Collecting All User Information Without 'Tokenization'
In particular, there was controversy during the initial launch of DeepSeek over the collection of keyboard input patterns, but this was excluded from the collection targets as of the 14th. Keyboard input patterns are classified as sensitive information because they can not only identify individual users but also be used to infer important information entered by users, such as passwords.
This is different from the data collection practices of other AI companies. OpenAI's ChatGPT also collects user-inputted text, uploaded files, and device identifiers. However, it goes through a 'tokenization' process to ensure that the source of the information cannot be identified. 'Tokenization' is a method that allows only the necessary information to be used safely. For example, it is similar to how only the last four digits of a card number are shown on a convenience store receipt instead of the entire number. Through this process, user-identifying information is removed, and only the inputted data remains to be used for service improvement.
An official from the AI industry pointed out DeepSeek's privacy policy, stating, "You can assume that all digital information you enter is transferred," and explained, "In advanced countries such as the United States, regulations on the use of specific individuals' data are clearly stipulated in privacy protection laws, making collection and use impossible."

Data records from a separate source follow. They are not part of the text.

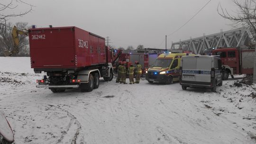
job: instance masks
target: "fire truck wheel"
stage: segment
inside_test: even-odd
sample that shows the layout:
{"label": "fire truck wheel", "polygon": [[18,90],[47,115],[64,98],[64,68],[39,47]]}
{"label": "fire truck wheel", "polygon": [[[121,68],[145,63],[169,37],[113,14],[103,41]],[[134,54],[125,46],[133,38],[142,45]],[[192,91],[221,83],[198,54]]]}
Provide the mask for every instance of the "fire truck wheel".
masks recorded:
{"label": "fire truck wheel", "polygon": [[229,73],[226,71],[224,71],[222,73],[222,80],[226,81],[229,79]]}
{"label": "fire truck wheel", "polygon": [[182,86],[182,90],[187,90],[187,87],[185,87],[184,86]]}
{"label": "fire truck wheel", "polygon": [[99,74],[96,73],[94,74],[94,89],[98,89],[100,85],[100,77]]}
{"label": "fire truck wheel", "polygon": [[174,81],[173,80],[173,77],[171,76],[168,76],[166,82],[165,82],[165,84],[169,84],[173,83],[173,82],[174,82]]}
{"label": "fire truck wheel", "polygon": [[88,83],[85,84],[87,91],[91,91],[94,87],[94,79],[92,74],[90,74],[88,79]]}
{"label": "fire truck wheel", "polygon": [[[0,137],[2,137],[1,135],[0,135]],[[4,139],[4,138],[3,138],[1,142],[0,142],[0,144],[11,144],[12,143],[12,142],[9,142]]]}
{"label": "fire truck wheel", "polygon": [[57,92],[57,90],[56,89],[51,89],[51,91],[52,91],[53,93]]}

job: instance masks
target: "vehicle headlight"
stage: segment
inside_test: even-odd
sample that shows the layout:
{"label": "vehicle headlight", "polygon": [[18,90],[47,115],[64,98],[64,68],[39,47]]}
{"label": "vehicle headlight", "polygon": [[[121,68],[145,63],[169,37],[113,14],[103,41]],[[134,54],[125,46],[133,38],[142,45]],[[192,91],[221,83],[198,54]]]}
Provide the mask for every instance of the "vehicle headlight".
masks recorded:
{"label": "vehicle headlight", "polygon": [[160,74],[165,74],[166,73],[166,72],[162,72],[159,73]]}

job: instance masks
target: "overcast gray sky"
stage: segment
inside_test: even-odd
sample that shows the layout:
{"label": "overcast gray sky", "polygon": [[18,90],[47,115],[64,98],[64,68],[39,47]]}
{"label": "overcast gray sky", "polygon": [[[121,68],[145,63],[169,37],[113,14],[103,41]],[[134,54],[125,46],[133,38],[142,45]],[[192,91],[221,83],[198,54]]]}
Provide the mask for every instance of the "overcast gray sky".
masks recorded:
{"label": "overcast gray sky", "polygon": [[[4,0],[4,1],[9,1]],[[13,23],[27,22],[37,27],[76,26],[106,37],[116,48],[164,48],[165,35],[177,29],[195,14],[209,0],[24,0],[35,7],[31,13],[13,18]],[[172,41],[189,39],[229,30],[232,27],[218,14],[220,2],[229,10],[235,9],[231,0],[212,0],[194,18],[175,34]],[[20,4],[15,11],[29,9]],[[5,11],[4,12],[8,12]]]}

No Specified Data Retention Period, No Right to Refuse
The period for which the collected data is stored is also unclear. DeepSeek's privacy policy only states that information will be retained 'for the period necessary to provide the service.' The deletion deadline for collected data is also ambiguous, described only as 'when it is no longer needed.' In contrast, ChatGPT and CLOVA X set the retention period for user-inputted data to a maximum of 30 days. Gemini allows users to set the data retention period themselves, and CLOVA X provides a function for users to directly delete their inputted data.

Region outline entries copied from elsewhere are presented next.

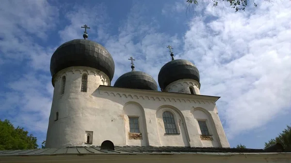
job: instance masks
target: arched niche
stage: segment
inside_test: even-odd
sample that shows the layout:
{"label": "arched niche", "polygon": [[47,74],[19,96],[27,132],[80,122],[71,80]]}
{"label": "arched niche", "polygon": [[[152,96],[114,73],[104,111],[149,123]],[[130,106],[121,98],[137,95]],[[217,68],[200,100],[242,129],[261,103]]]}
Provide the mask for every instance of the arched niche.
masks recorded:
{"label": "arched niche", "polygon": [[221,147],[221,145],[219,141],[217,132],[215,128],[214,122],[211,114],[207,110],[201,108],[194,108],[191,113],[193,115],[195,120],[195,126],[197,127],[199,134],[201,134],[201,131],[199,125],[198,121],[205,121],[207,128],[213,140],[204,140],[201,138],[203,147]]}
{"label": "arched niche", "polygon": [[[126,145],[148,146],[146,123],[143,106],[136,102],[129,102],[124,104],[123,113]],[[130,128],[131,125],[134,125],[134,128]],[[138,130],[136,128],[137,125]]]}
{"label": "arched niche", "polygon": [[[178,133],[166,133],[163,120],[163,113],[169,112],[173,114],[175,121]],[[171,105],[162,105],[156,113],[157,127],[159,137],[162,146],[190,146],[189,136],[185,119],[181,111]]]}
{"label": "arched niche", "polygon": [[110,140],[105,140],[101,144],[100,150],[114,150],[114,144]]}

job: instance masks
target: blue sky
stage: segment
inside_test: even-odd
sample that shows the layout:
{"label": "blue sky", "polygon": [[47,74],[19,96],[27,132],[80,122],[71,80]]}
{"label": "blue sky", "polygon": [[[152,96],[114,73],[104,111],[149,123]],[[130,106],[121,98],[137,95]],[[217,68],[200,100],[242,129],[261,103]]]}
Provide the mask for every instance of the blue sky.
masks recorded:
{"label": "blue sky", "polygon": [[[159,71],[175,59],[195,63],[202,94],[217,104],[231,147],[263,148],[291,116],[291,1],[256,0],[235,13],[222,2],[186,0],[6,0],[0,6],[0,119],[45,140],[53,88],[51,55],[62,44],[89,39],[112,55],[112,85],[130,71]],[[187,11],[188,9],[188,12]]]}

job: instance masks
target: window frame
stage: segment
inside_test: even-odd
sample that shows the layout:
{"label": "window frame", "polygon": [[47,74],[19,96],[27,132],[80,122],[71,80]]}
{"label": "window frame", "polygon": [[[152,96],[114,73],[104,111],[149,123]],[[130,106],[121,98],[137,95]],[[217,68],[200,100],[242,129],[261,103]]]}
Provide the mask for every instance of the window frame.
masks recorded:
{"label": "window frame", "polygon": [[[128,116],[129,119],[129,132],[130,133],[142,133],[142,128],[141,127],[141,121],[140,121],[140,118],[139,116]],[[130,132],[130,119],[137,119],[137,122],[138,123],[138,130],[139,131],[139,133],[131,133]],[[134,124],[134,123],[133,123]]]}
{"label": "window frame", "polygon": [[[86,76],[86,90],[85,91],[82,91],[82,89],[83,89],[83,77]],[[81,78],[81,92],[87,92],[87,91],[88,91],[88,74],[86,73],[84,73],[83,74],[82,74],[82,77]]]}
{"label": "window frame", "polygon": [[59,120],[59,112],[56,112],[55,113],[55,120],[54,121],[57,121]]}
{"label": "window frame", "polygon": [[[65,82],[64,82],[64,79],[65,79]],[[66,83],[66,78],[65,77],[65,76],[64,75],[63,76],[63,77],[62,77],[62,85],[61,85],[61,88],[62,89],[61,90],[61,94],[63,95],[64,94],[65,94],[65,83]]]}
{"label": "window frame", "polygon": [[[198,124],[198,127],[199,127],[199,129],[200,130],[200,132],[201,133],[201,135],[208,135],[208,136],[211,136],[212,133],[211,133],[211,131],[210,130],[210,128],[209,127],[209,125],[208,124],[208,121],[207,120],[207,119],[197,119],[197,123]],[[207,131],[208,131],[208,133],[209,134],[202,134],[202,132],[201,131],[201,129],[200,128],[200,125],[199,124],[199,121],[203,121],[203,122],[205,122],[205,124],[206,125],[206,127],[207,128]]]}
{"label": "window frame", "polygon": [[[92,144],[93,143],[93,132],[86,131],[85,132],[85,144]],[[88,136],[89,136],[89,142],[88,142]]]}
{"label": "window frame", "polygon": [[[167,133],[167,132],[166,132],[166,128],[165,126],[165,123],[164,122],[164,120],[163,120],[163,115],[164,114],[164,113],[166,112],[168,112],[172,114],[172,115],[173,115],[173,117],[174,118],[174,123],[175,123],[175,126],[176,127],[176,129],[177,131],[177,133]],[[177,119],[176,117],[176,115],[171,110],[163,110],[162,113],[162,122],[164,124],[163,125],[163,128],[164,128],[164,131],[165,132],[165,134],[180,134],[180,130],[179,129],[179,127],[178,125],[178,122],[177,120]]]}
{"label": "window frame", "polygon": [[[195,91],[195,89],[194,89],[194,87],[192,86],[189,87],[189,90],[190,91],[191,94],[196,94],[196,92]],[[191,90],[193,92],[193,93],[192,93]]]}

1.21 Million Users' Personal Information Exposed... Stored on Servers in China
The Personal Information Protection Commission has already confirmed that DeepSeek user information has been transferred to ByteDance, the parent company of the Chinese social networking service TikTok. Jang Dongin, a lead professor at the Korea Advanced Institute of Science and Technology (KAIST) AI Graduate School, also commented, "DeepSeek has notified users that it will use the collected personal information at its discretion, so caution is needed."

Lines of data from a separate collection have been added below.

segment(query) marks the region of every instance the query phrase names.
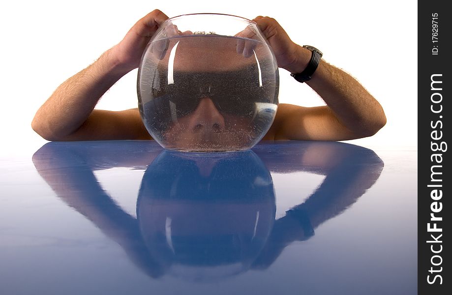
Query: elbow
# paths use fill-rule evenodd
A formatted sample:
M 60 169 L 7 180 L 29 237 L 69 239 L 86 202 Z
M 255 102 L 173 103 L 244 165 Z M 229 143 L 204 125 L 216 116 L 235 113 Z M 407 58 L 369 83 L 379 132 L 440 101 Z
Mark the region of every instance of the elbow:
M 59 141 L 61 139 L 52 131 L 51 128 L 46 126 L 46 124 L 39 120 L 36 116 L 31 121 L 31 129 L 37 133 L 41 137 L 49 141 Z
M 386 116 L 382 111 L 380 115 L 373 118 L 371 121 L 363 122 L 360 132 L 360 137 L 369 137 L 375 135 L 386 125 Z

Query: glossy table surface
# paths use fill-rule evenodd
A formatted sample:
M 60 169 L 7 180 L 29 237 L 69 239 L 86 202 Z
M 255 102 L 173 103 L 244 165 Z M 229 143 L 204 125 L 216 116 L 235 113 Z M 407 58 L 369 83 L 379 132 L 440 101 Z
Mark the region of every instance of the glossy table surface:
M 49 143 L 0 166 L 0 294 L 415 294 L 416 157 Z

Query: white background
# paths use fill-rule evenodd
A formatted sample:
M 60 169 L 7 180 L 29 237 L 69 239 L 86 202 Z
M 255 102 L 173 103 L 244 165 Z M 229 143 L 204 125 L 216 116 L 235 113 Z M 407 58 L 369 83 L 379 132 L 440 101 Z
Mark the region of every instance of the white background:
M 296 43 L 314 45 L 324 59 L 356 77 L 383 106 L 388 123 L 376 135 L 348 142 L 417 148 L 417 3 L 344 0 L 161 2 L 17 1 L 0 10 L 3 97 L 0 158 L 36 150 L 46 141 L 30 127 L 37 109 L 62 82 L 119 42 L 155 8 L 170 17 L 215 12 L 275 18 Z M 296 4 L 295 4 L 296 3 Z M 136 70 L 119 81 L 96 108 L 137 107 Z M 280 102 L 323 104 L 308 86 L 280 71 Z M 6 148 L 5 143 L 13 148 Z

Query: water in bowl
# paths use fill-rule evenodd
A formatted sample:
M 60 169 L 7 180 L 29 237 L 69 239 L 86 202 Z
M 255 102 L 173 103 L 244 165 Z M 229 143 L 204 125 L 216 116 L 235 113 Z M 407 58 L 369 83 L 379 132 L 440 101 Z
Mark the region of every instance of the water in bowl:
M 139 109 L 164 148 L 246 149 L 270 128 L 279 76 L 265 43 L 205 33 L 150 43 L 139 70 Z

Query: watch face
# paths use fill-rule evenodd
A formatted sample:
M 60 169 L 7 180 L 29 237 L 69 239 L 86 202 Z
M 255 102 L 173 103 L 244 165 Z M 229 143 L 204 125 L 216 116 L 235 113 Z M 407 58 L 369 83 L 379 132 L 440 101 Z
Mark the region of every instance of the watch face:
M 322 53 L 321 51 L 320 51 L 320 50 L 319 50 L 318 49 L 314 47 L 314 46 L 311 46 L 311 45 L 304 45 L 303 47 L 304 47 L 305 48 L 309 49 L 311 51 L 315 51 L 316 52 L 320 54 L 321 57 L 323 55 L 323 54 Z

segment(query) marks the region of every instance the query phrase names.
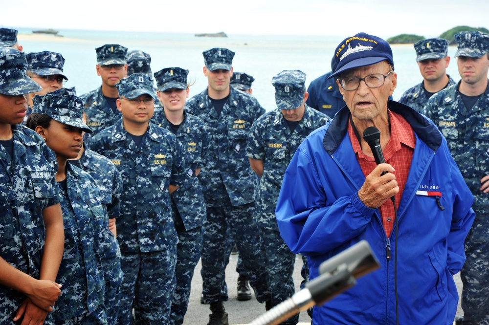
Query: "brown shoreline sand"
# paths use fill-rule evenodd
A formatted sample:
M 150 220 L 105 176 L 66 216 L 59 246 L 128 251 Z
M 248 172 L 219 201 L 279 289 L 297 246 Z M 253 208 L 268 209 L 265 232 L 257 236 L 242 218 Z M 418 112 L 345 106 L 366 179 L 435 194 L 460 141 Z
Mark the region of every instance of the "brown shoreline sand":
M 80 39 L 68 38 L 60 36 L 55 36 L 49 34 L 19 34 L 17 39 L 22 42 L 22 41 L 47 41 L 48 42 L 87 42 L 88 40 Z M 21 44 L 22 45 L 22 44 Z

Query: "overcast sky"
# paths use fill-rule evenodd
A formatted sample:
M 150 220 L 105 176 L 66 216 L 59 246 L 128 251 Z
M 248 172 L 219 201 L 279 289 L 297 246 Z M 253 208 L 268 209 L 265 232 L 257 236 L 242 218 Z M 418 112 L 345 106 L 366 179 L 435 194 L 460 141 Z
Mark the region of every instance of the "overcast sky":
M 488 0 L 2 1 L 0 26 L 228 34 L 437 36 L 489 28 Z

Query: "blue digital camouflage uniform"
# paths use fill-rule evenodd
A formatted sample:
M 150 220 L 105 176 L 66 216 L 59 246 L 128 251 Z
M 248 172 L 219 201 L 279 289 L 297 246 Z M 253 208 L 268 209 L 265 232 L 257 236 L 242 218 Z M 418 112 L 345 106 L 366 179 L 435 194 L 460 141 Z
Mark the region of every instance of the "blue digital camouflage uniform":
M 209 163 L 199 175 L 207 213 L 201 259 L 204 302 L 228 299 L 224 273 L 228 227 L 257 300 L 267 301 L 260 240 L 253 220 L 258 178 L 245 154 L 250 128 L 265 109 L 254 97 L 232 87 L 220 114 L 213 107 L 207 89 L 187 101 L 185 109 L 205 121 L 212 130 Z
M 251 88 L 251 84 L 254 81 L 255 78 L 247 73 L 233 71 L 229 84 L 238 90 L 249 90 Z
M 172 303 L 172 324 L 183 322 L 194 269 L 200 258 L 206 215 L 202 187 L 195 176 L 195 170 L 206 165 L 210 151 L 210 132 L 203 121 L 185 112 L 184 116 L 175 135 L 185 150 L 187 173 L 183 186 L 172 194 L 173 218 L 178 236 L 175 268 L 177 287 Z M 161 122 L 159 126 L 169 129 L 164 116 L 157 120 Z
M 461 272 L 462 305 L 467 324 L 489 324 L 489 200 L 488 195 L 480 190 L 481 178 L 489 174 L 489 88 L 467 110 L 458 90 L 459 85 L 433 95 L 422 112 L 446 138 L 475 197 L 472 207 L 475 219 L 466 239 L 467 260 Z
M 0 28 L 0 46 L 10 47 L 17 43 L 17 30 L 10 28 Z
M 77 324 L 105 325 L 99 234 L 108 217 L 91 176 L 68 162 L 66 180 L 67 192 L 60 191 L 65 250 L 56 277 L 63 287 L 54 319 L 57 325 L 71 324 L 74 318 Z
M 159 91 L 176 88 L 186 91 L 188 70 L 178 67 L 165 68 L 155 73 Z M 162 109 L 153 119 L 159 126 L 175 132 L 185 150 L 187 173 L 184 185 L 172 194 L 172 210 L 178 236 L 175 277 L 177 286 L 172 302 L 170 317 L 173 325 L 181 325 L 187 312 L 194 269 L 202 251 L 203 223 L 206 209 L 203 194 L 196 170 L 207 164 L 210 152 L 210 132 L 204 121 L 182 111 L 183 121 L 175 131 Z
M 262 254 L 267 261 L 265 265 L 272 307 L 291 297 L 295 292 L 292 275 L 295 254 L 290 252 L 280 237 L 275 217 L 282 179 L 299 145 L 328 119 L 325 114 L 305 105 L 304 116 L 291 133 L 281 109 L 295 109 L 301 106 L 305 78 L 305 74 L 297 70 L 283 71 L 274 77 L 272 83 L 278 108 L 262 115 L 253 124 L 246 147 L 248 157 L 264 162 L 255 220 L 260 227 L 263 241 Z M 288 87 L 289 92 L 281 94 L 281 88 L 284 87 Z M 289 105 L 293 100 L 295 102 Z M 298 314 L 281 324 L 296 324 L 298 319 Z
M 117 44 L 108 44 L 95 49 L 97 64 L 122 65 L 127 63 L 127 48 Z M 115 124 L 122 117 L 120 112 L 112 111 L 102 93 L 102 86 L 80 96 L 85 101 L 87 125 L 95 134 Z
M 121 120 L 94 136 L 90 145 L 112 160 L 122 177 L 117 224 L 124 277 L 117 320 L 121 325 L 133 324 L 133 307 L 136 324 L 169 323 L 178 238 L 168 187 L 182 186 L 185 173 L 184 153 L 176 140 L 149 123 L 137 147 Z
M 26 72 L 24 53 L 0 47 L 0 94 L 17 96 L 41 90 Z M 61 200 L 55 178 L 58 163 L 40 135 L 22 126 L 11 128 L 13 157 L 0 145 L 0 256 L 39 279 L 46 235 L 42 211 Z M 14 324 L 15 313 L 26 298 L 0 285 L 0 322 Z M 52 314 L 44 324 L 54 324 Z
M 86 146 L 84 148 L 80 159 L 70 162 L 93 178 L 98 187 L 104 209 L 107 211 L 108 217 L 104 219 L 103 231 L 100 232 L 100 255 L 105 282 L 104 303 L 107 307 L 107 324 L 112 325 L 115 324 L 119 313 L 123 275 L 119 243 L 109 230 L 109 219 L 116 218 L 120 215 L 122 179 L 110 159 Z
M 0 145 L 0 256 L 14 267 L 39 279 L 45 231 L 42 214 L 59 203 L 55 175 L 58 163 L 37 133 L 12 127 L 14 157 Z M 0 323 L 11 320 L 26 297 L 0 285 Z M 48 314 L 44 324 L 52 324 Z
M 455 85 L 455 82 L 448 76 L 449 80 L 447 87 Z M 419 112 L 421 112 L 422 108 L 428 103 L 427 94 L 424 90 L 424 82 L 411 87 L 404 92 L 399 100 L 400 103 L 406 104 L 413 108 Z
M 338 89 L 336 78 L 328 79 L 332 74 L 333 72 L 330 71 L 311 82 L 307 89 L 309 97 L 306 101 L 309 107 L 332 118 L 346 105 Z
M 414 44 L 417 54 L 416 62 L 430 59 L 443 59 L 448 55 L 448 41 L 444 39 L 436 37 L 421 40 Z M 455 83 L 450 76 L 448 77 L 448 83 L 445 87 L 455 85 Z M 424 81 L 422 81 L 404 91 L 399 102 L 421 112 L 428 103 L 428 95 L 424 89 Z
M 62 88 L 36 96 L 33 100 L 33 114 L 47 115 L 60 123 L 91 132 L 82 120 L 83 102 L 71 90 Z M 75 318 L 76 324 L 106 325 L 100 234 L 108 217 L 91 176 L 69 162 L 66 173 L 66 190 L 60 186 L 65 250 L 56 277 L 56 282 L 63 287 L 54 319 L 57 325 L 71 324 Z
M 97 133 L 121 119 L 122 114 L 114 113 L 102 94 L 102 86 L 80 96 L 85 102 L 87 125 Z
M 455 56 L 481 58 L 489 53 L 489 34 L 461 32 L 455 35 Z M 487 60 L 486 58 L 483 59 Z M 486 76 L 487 78 L 487 76 Z M 453 158 L 475 197 L 475 219 L 465 240 L 467 260 L 460 271 L 464 287 L 464 316 L 459 324 L 489 325 L 489 200 L 480 190 L 481 179 L 489 174 L 489 87 L 470 109 L 459 91 L 463 82 L 430 98 L 422 112 L 446 138 Z M 489 82 L 489 81 L 488 81 Z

Although the Personal Information Protection Commission has suspended new app downloads for DeepSeek, controversy is expected over the effectiveness of this measure. Users who have already downloaded the DeepSeek app can continue to use it, and the DeepSeek web page is not subject to this measure. According to the app analytics service WiseApp Retail, the number of DeepSeek app users in the fourth week of last month was 1.21 million, the second highest among generative AI apps after ChatGPT (4.93 million) during the same period. A representative from the Personal Information Protection Commission stated, "For users who have already downloaded and are using the DeepSeek app, there are no special measures that the service provider can take, so each user must be cautious when entering personal information," adding, "Due to the nature of the internet, it is not easy to block access."